At the core of all the Maya calendars is what is known as the Tzolkin, or sacred count of 260 days. This sacred cycle itself can be further broken down into smaller cycles and also expanded and multiplied to see into the near future.

For now let me create a little glossary of terms and concepts I will be using often:

Tzolkin — 260 day sacred calendar round.

The four directions — in the Modern Maya calendar system we use colors to designate each of the four compass directions, red for the East, white for the North, blue (or black) for the West and yellow for the South. 260/4 = 65.

Uinal (winal) — is a period of 20 days each represented by a glyphic totem character. The character of each day could vary between different cultures that used the calendar. For example, the day Imix can be a crocodile or alligator, or a turtle. Batz (chuen) is a monkey or a thread, but in the Cherokee version of the calendar that was known as the day of the racoon. There are 13 uinales in one tzolkin round.

Trecenea — a trecena is a period of 13 numbered days. There are 20 such periods in a tzolkin. Trecenas run in tandem with uinales. The tzolkin begins with 1 Imix/crocodile, and it ends with 13 Ahau/sun.

The Hybrid eclipse of November 3, 2013, fell on the tzolkin day 9 Earthquake. ‘Noj’ in the Highland Maya dialect and ‘Caban’ is the Yucatec Maya from the root word ‘Cab’ meaning “bees”. ‘Noj’ means thinking good thoughts/thinking bad thoughts. ‘9’ is the level of completion, interconnectivity and what some may call ‘Christ-consciousness’.

This day’s theme is about aligning your thoughts with the Schumann resonance field (7.83hz) around the Earth. That is to say, recognizing with your body that you live on a planet, and learning to resonate with its presence.

5 thoughts on “Time Out of Time: The Maya Calendar”

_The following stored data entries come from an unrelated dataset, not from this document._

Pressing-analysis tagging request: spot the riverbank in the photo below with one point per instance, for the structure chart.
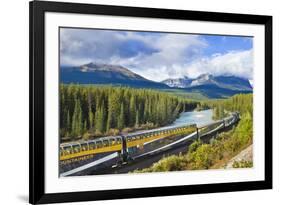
(211, 155)
(243, 159)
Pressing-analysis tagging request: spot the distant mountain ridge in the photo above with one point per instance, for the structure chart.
(104, 74)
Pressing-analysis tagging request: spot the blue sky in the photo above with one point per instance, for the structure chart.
(158, 56)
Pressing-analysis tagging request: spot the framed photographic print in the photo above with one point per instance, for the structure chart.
(140, 102)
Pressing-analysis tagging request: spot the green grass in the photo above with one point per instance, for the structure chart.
(210, 155)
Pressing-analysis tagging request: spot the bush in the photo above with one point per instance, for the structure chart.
(242, 164)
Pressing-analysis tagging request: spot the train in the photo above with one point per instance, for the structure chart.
(128, 146)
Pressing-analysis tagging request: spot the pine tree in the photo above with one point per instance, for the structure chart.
(121, 119)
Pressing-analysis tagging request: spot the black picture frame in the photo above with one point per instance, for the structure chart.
(37, 9)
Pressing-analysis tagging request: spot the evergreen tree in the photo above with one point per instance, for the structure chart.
(121, 119)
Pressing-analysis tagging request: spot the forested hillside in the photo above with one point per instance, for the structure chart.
(91, 111)
(221, 149)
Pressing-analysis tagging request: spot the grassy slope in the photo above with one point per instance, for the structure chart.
(209, 156)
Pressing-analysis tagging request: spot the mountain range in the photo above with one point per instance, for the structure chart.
(99, 73)
(205, 84)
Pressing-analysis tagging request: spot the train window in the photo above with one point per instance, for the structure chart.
(61, 152)
(105, 143)
(84, 146)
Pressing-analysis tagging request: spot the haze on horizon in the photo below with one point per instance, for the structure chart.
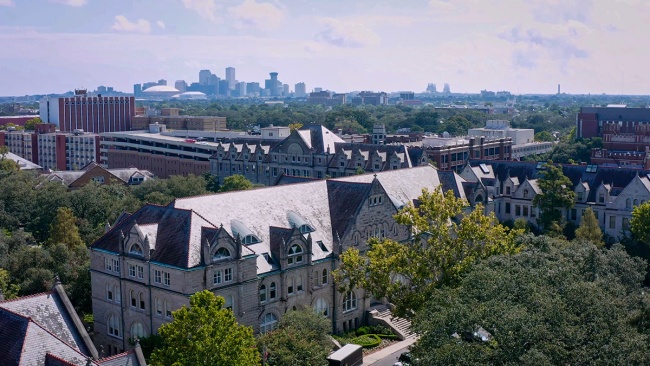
(523, 46)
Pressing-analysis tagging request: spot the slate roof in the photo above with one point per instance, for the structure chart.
(344, 200)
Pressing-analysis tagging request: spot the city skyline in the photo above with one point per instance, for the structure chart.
(52, 46)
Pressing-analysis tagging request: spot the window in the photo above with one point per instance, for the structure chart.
(269, 322)
(350, 301)
(221, 253)
(135, 249)
(157, 276)
(295, 254)
(168, 309)
(137, 330)
(322, 307)
(158, 305)
(109, 292)
(114, 326)
(263, 293)
(272, 290)
(290, 286)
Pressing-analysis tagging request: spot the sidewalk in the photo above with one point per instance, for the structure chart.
(385, 352)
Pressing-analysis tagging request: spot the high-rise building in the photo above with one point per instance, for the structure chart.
(204, 77)
(274, 84)
(230, 77)
(89, 113)
(181, 85)
(300, 90)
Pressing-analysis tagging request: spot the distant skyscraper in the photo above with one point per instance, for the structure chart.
(300, 90)
(230, 77)
(181, 85)
(274, 84)
(204, 77)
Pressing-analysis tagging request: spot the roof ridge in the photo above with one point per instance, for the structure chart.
(26, 297)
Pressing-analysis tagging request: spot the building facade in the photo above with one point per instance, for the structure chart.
(266, 251)
(90, 113)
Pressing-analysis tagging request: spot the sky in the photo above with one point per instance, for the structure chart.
(522, 46)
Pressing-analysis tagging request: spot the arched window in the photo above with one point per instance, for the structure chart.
(229, 303)
(322, 307)
(114, 326)
(295, 254)
(168, 309)
(269, 322)
(272, 291)
(137, 330)
(136, 249)
(109, 292)
(350, 301)
(263, 293)
(221, 253)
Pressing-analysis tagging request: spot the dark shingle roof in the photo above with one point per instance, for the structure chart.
(344, 200)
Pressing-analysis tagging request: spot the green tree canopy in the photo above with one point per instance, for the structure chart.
(205, 334)
(553, 304)
(589, 229)
(302, 338)
(235, 182)
(442, 250)
(557, 195)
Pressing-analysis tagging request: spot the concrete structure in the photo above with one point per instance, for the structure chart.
(501, 129)
(89, 113)
(44, 329)
(175, 122)
(266, 251)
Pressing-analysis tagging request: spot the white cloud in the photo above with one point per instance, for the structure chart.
(205, 8)
(71, 2)
(124, 25)
(347, 34)
(263, 16)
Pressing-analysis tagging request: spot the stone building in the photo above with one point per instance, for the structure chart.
(266, 251)
(508, 189)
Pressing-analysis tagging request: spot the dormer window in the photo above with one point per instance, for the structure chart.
(220, 254)
(135, 249)
(295, 254)
(250, 239)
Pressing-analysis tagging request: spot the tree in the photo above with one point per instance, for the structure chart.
(553, 304)
(64, 230)
(640, 222)
(442, 250)
(302, 338)
(235, 182)
(557, 194)
(205, 334)
(589, 229)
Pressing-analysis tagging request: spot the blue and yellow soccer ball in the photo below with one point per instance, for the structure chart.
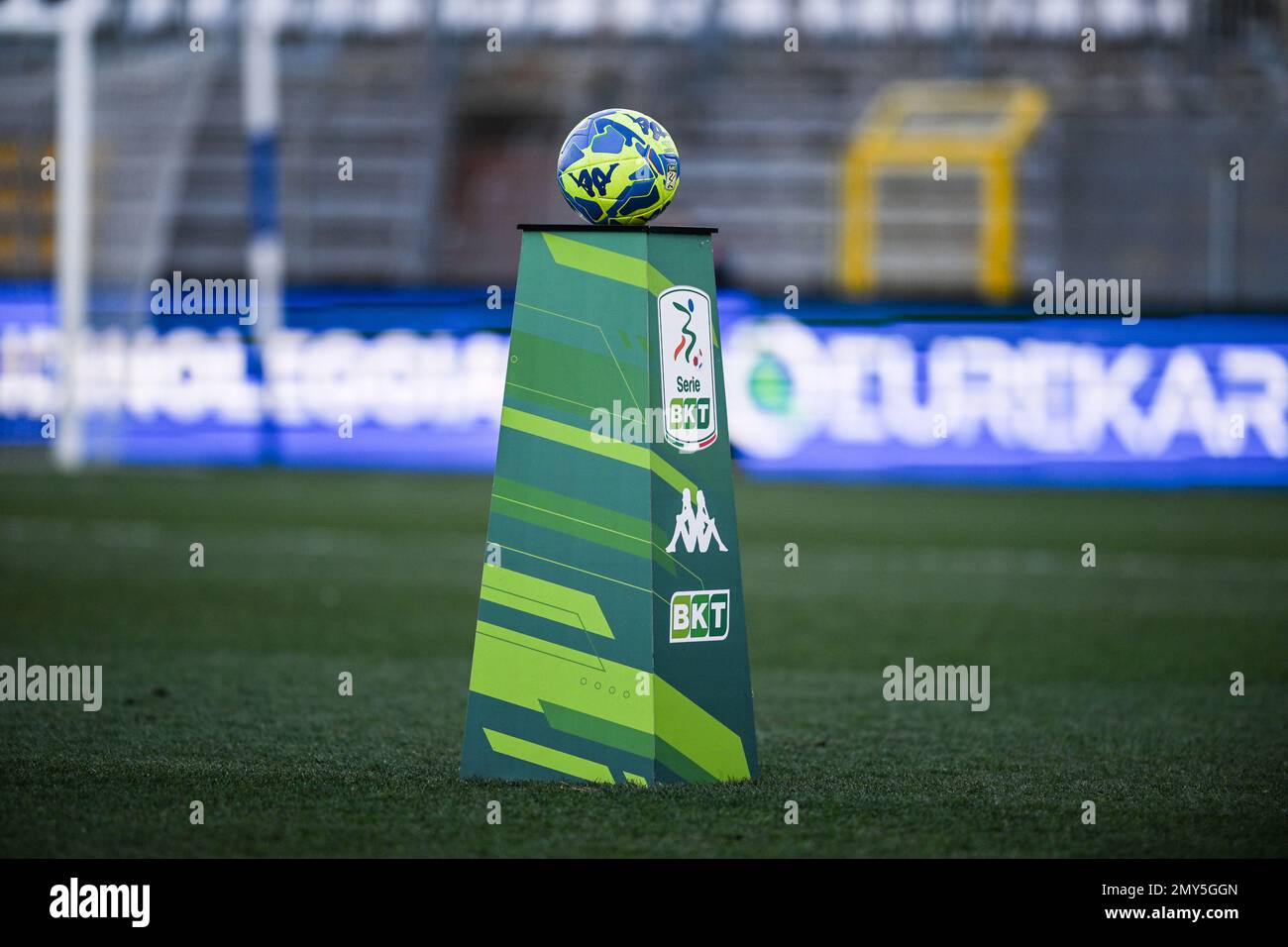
(618, 166)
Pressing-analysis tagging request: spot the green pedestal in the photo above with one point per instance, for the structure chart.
(610, 644)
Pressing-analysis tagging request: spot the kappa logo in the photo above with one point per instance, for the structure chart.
(699, 616)
(688, 368)
(696, 528)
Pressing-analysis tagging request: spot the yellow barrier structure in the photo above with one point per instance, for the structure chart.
(980, 127)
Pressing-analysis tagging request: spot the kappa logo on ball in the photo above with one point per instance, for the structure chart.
(699, 616)
(688, 368)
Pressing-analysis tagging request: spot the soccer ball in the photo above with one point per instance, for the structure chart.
(618, 166)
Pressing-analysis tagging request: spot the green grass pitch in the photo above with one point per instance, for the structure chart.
(1109, 684)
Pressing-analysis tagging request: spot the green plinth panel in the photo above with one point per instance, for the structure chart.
(610, 643)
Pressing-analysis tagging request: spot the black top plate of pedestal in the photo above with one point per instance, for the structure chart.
(645, 228)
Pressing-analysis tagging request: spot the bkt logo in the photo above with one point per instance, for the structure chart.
(688, 368)
(699, 616)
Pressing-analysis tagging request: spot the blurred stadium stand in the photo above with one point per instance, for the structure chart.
(454, 145)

  1. Welcome to Planet Waves, Carlos, and thank you. This piece has combined to inform my ignorance, inspire further work, and collate some deep mysteries that your words have shaken loose from my past. There is no way for me to adequately express the depth of my appreciation in words at this time, so please accept my thank-you until those words may come.

  2. Hi Carlos,

    A clock based on the human body and cycle function gears sounds so interesting. I am looking forward to hearing and learning more…thank you.

    I am not sure if the specific date, tzolkin day 9 Earthquake aligns, but the day’s interpretation you gave was so beautiful and struck me.

    November offered me a very personal theme of really feeling fulfillment of role –of being gently, lovingly, but intently shook up to, “You see– here you have seen the true value of you, ‘worker bee’.”

    In recognizing the great importance of fulfilling ‘calling’. In forgiveness and offering grateful acceptance is what my little expression in wholeness through compassion can be.

  3. I’m excited and interested to read your column, Carlos. Just as we have many ways for measuring mass or other tangibles and intangibles, it’s good that we pay attention to other ways of measuring” and interpreting “time”.

    If we were not standing on earth, or were travelers in space/time, certainly other tools would be necessary than the sun and moon.

    Thanks for your introduction to this ‘different than our normal’ way to contemplate the world.